Numerical Problems in Coupling Photon Momentum (Radiation Pressure) to Gas

TL;DR

This paper identifies a significant underestimation of radiation pressure in numerical simulations due to interpolation methods and proposes a face-integrated approach that improves accuracy across various radiation transfer techniques.

Contribution

It introduces a simple face-integrated method for accurately modeling photon momentum transfer in simulations, correcting a common underestimation issue in radiation-hydrodynamics.

Findings

Cell-integrated methods underestimate radiation pressure effects by an order of magnitude.

Face-integrated methods predict strong radiation pressure effects, leading to different astrophysical conclusions.

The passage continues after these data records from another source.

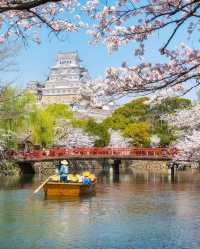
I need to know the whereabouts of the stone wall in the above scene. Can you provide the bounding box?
[41,94,78,105]
[33,162,55,176]
[0,160,21,176]
[127,160,168,171]
[32,160,104,176]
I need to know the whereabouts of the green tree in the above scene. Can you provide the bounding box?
[123,122,151,147]
[103,97,150,130]
[29,103,74,148]
[29,109,54,148]
[45,103,73,120]
[149,97,191,146]
[0,87,36,148]
[85,119,110,147]
[152,120,176,146]
[0,87,35,131]
[152,97,191,115]
[103,96,191,147]
[71,118,88,128]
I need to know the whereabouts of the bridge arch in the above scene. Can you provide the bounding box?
[18,162,35,174]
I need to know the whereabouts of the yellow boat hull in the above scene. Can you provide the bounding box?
[43,182,96,197]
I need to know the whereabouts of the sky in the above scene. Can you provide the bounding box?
[13,30,134,86]
[5,18,199,103]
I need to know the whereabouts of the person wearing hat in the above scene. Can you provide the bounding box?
[59,160,69,182]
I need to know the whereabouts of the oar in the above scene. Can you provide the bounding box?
[27,176,51,202]
[33,176,51,195]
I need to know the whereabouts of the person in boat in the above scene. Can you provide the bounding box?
[82,171,92,185]
[54,161,60,175]
[59,160,69,182]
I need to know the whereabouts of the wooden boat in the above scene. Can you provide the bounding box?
[43,181,96,197]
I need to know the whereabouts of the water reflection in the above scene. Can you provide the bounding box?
[1,169,200,249]
[1,168,200,191]
[0,174,35,190]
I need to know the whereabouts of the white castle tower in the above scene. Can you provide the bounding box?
[41,51,90,105]
[27,51,115,121]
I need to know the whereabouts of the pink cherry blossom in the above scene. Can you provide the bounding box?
[0,0,81,43]
[85,0,200,95]
[164,104,200,160]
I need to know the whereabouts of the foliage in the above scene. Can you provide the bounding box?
[0,93,75,148]
[0,87,192,150]
[0,87,36,149]
[151,97,192,116]
[103,97,149,130]
[88,1,200,97]
[115,97,150,119]
[103,97,191,147]
[71,118,88,128]
[152,120,176,146]
[1,1,200,98]
[29,109,54,148]
[0,129,17,150]
[29,103,74,147]
[45,103,73,120]
[164,104,200,160]
[1,0,199,157]
[0,87,35,132]
[85,119,110,147]
[150,97,191,146]
[123,122,151,147]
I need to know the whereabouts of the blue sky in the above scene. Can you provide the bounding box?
[7,23,199,102]
[14,30,134,86]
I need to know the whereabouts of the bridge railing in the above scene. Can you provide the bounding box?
[9,147,178,161]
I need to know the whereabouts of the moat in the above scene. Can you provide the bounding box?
[1,169,200,249]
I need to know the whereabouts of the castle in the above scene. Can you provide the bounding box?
[27,52,115,120]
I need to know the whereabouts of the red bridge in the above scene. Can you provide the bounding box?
[10,147,177,162]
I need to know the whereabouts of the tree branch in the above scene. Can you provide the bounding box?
[0,0,61,13]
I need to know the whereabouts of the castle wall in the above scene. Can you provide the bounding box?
[41,94,80,105]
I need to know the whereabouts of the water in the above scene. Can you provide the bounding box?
[1,169,200,249]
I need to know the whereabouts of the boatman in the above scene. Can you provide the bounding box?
[59,160,69,182]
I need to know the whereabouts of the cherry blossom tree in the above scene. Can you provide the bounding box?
[150,134,160,147]
[54,119,96,148]
[2,1,199,95]
[87,0,200,95]
[54,125,96,147]
[108,129,131,147]
[0,0,82,43]
[164,104,200,160]
[2,0,200,95]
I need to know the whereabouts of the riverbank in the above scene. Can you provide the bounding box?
[1,159,199,176]
[0,160,101,176]
[33,160,102,176]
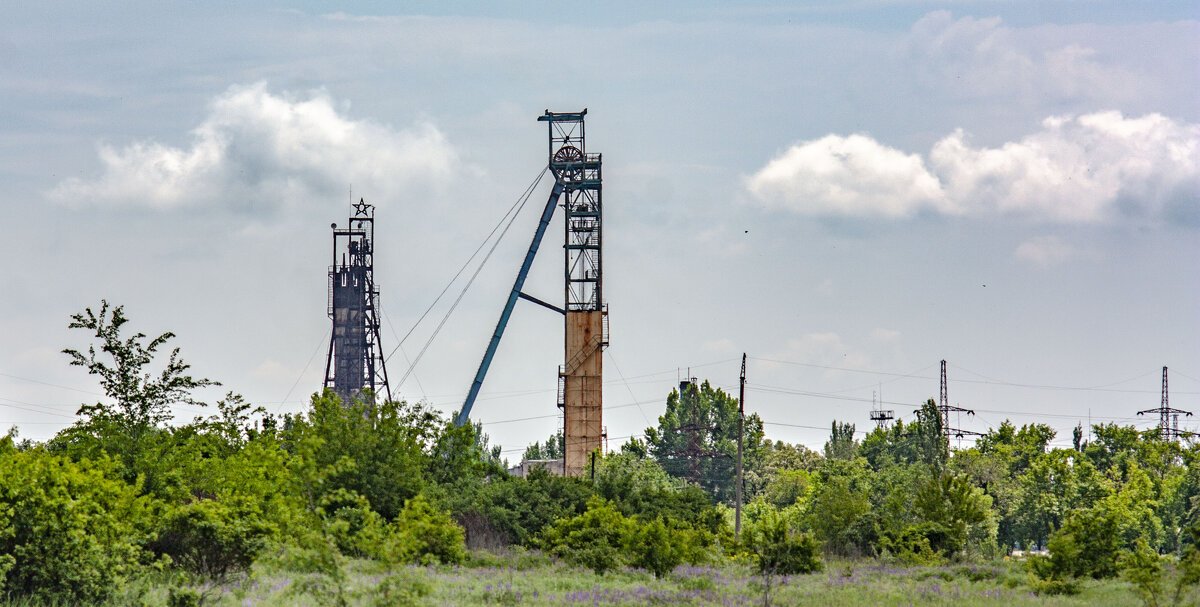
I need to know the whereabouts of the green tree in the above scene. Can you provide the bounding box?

The proposed method is applicable to multiple radiation transfer techniques and simulation schemes.

Abstract

Radiation pressure (RP; or photon momentum absorbed by gas) is important in a tremendous range of astrophysical systems. But we show the usual method for assigning absorbed photon momentum to gas in numerical radiation-hydrodynamics simulations (integrating over cell volumes or evaluating at cell centers) can severely under-estimate the RP force in the immediate vicinity around un-resolved (point/discrete) sources (and subsequently under-estimate its effects on bulk gas properties), unless photon mean-free-paths are highly-resolved in the fluid grid. The existence of this error is independent of the numerical radiation transfer (RT) method (even in exact ray-tracing/Monte-Carlo methods), because it depends on how the RT solution is interpolated back onto fluid elements. Brute-force convergence (resolving mean-free paths) is impossible in many cases (especially where UV/ionizing photons are involved). Instead, we show a 'face-integrated' method -- integrating and applying the momentum fluxes at interfaces between fluid elements -- better approximates the correct solution at all resolution levels. The 'fix' is simple and we provide example implementations for ray-tracing, Monte-Carlo, and moments RT methods in both grid and mesh-free fluid schemes. We consider an example of star formation in a molecular cloud with UV/ionizing RP. At state-of-the-art resolution, cell-integrated methods under-estimate the net effects of RP by an order of magnitude, leading (incorrectly) to the conclusion that RP is unimportant, while face-integrated methods predict strong self-regulation of star formation and cloud destruction via RP.